Tangled is one of my all time favorite movies. It’s not the best Disney film or animated film by any stretch of the imagination. However, I’ve been able to relate to Rapunzel since “When Will My Life Begin” ended at the beginning of the movie. I was never trapped in a tower like Rapunzel but living with my parents, specifically my mother, felt like being trapped in a tower. My mother is Mother Gothel. Gothel will always be one of my favorite villains because she is so realistic. Sure, my mother never used me for my hair but I also couldn’t say my mother truly cared about me. “Mother Knows Best” and the reprise are some of my favorite villain songs because my mother has said everything in those songs at one point or another. My mother has made me doubt whether or not anyone could ever like me. My mother would berate me the way Gothel would Rapunzel.
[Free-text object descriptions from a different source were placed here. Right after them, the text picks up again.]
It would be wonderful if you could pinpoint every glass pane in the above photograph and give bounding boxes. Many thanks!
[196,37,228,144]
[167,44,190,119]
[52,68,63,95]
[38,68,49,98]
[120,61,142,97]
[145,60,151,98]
My mother is overbearing like Gothel is. The line “I’m just saying ‘cause I love you” always stroke me because my mother would give me “advice” like “you need to lose weight” or “you’ll never get a guy looking like that,” and end it with something similar to that line. Like she is just trying to help me when in reality she is not.
But the main reason I love Tangled is Rapunzel. I love her strength. She faces her fears throughout the movie. Yes, she gets scared and thinks “maybe I shouldn’t do this” but she overcomes it anyways. She overcomes her fear of leaving her tower. She overcomes her fear of the scary men in the snuggly duckling and ends up saving Flynn and herself. She falls in love with Flynn and doesn’t let Gothel bully her into believing he hates her. She stands up to Gothel at the end of the movie and does not let Gothel lie to her anymore. The end when Rapunzel finally stands up to her and tells her she will never use her hair again is my favorite part of the movie. I would love to find the strength Rapunzel has and finally tell my mother to go fuck herself. One day maybe I will get Rapunzels strength and finally do it. I love that Rapunzel never loses her faith in humanity at the end of the movie and finds her happy ending. She finds her strength and overcomes her fears. She stands up to Gothel and finds her family/where she belongs.
So maybe Tangled isn’t going to become a Disney classic the way the Little Mermaid or Snow White and the Seven Dwarfs are. Twenty years from now, Tangled could be a forgotten Disney film. However, it will always remain one of my favorite films. It will always be one of those films I watch when I’m having a bad day because it makes me smile. I will always be cheering for Rapunzel because I see myself in her. I hope one day I can find her strength and face my own Mother Gothel.